The datatable is an open-source library for tabular data manipulation. It is a younger sibling of R data.table, and attempts to mimic its API and some of the core algorithms. The development of datatable is sponsored by H2O.ai.

## Installation

In [None]:
# Mac OSX
# !pip install datatable


# Linux
# Python 3.5
# !pip install https://s3.amazonaws.com/h2o-release/datatable/stable/datatable-0.8.0/datatable-0.8.0-cp35-cp35m-linux_x86_64.whl

# Python 3.6
# !pip install https://s3.amazonaws.com/h2o-release/datatable/stable/datatable-0.8.0/datatable-0.8.0-cp36-cp36m-linux_x86_64.whl

# Python 3.7
# !pip install https://s3.amazonaws.com/h2o-release/datatable/stable/datata


# Windows
# Currently, datatable does not work on Windows.

## Importing Necessary Libraries

In [23]:
import numpy as np
import pandas as pd
import datatable as dt


**Dataset**: https://www.kaggle.com/wendykan/lending-club-loan-data/downloads/loan.csv/1

The dataset being used has been taken from Kaggle and belongs to the Lending Club Loan Data Dataset.

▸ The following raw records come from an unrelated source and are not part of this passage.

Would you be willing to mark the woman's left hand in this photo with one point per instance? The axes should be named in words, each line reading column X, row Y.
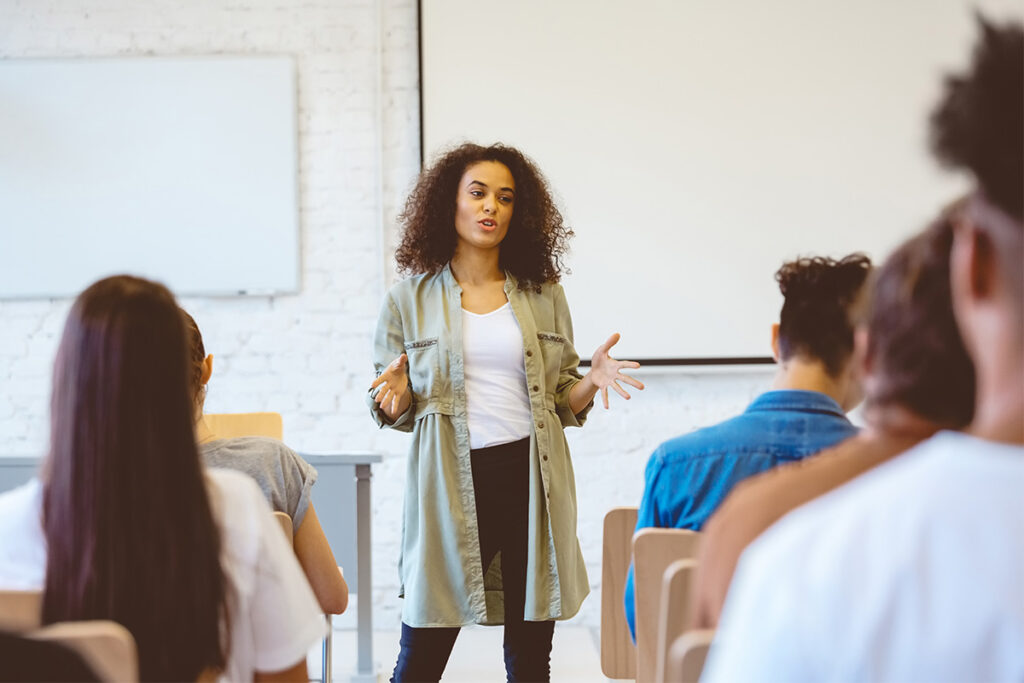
column 606, row 372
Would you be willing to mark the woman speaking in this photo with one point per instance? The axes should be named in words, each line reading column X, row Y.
column 474, row 356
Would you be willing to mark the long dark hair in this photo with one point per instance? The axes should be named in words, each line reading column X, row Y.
column 129, row 528
column 537, row 241
column 914, row 345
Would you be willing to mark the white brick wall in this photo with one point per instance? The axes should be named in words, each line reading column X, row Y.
column 308, row 355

The dataset consists of complete loan data for all loans issued through the 2007–2015, including the current loan status (Current, Late, Fully Paid, etc.) and latest payment information. The file consists of 2.26 Million and 145 columns. The data size is ideal to demonstrate the capabilities of the datatable library.

## Reading Data with datatable

The fundamental unit of analysis in datatable is a Frame. It is the same notion as a pandas DataFrame or SQL table: data arranged in a two-dimensional array with rows and columns.

In [24]:
%%time
dt_df = dt.fread("data.csv")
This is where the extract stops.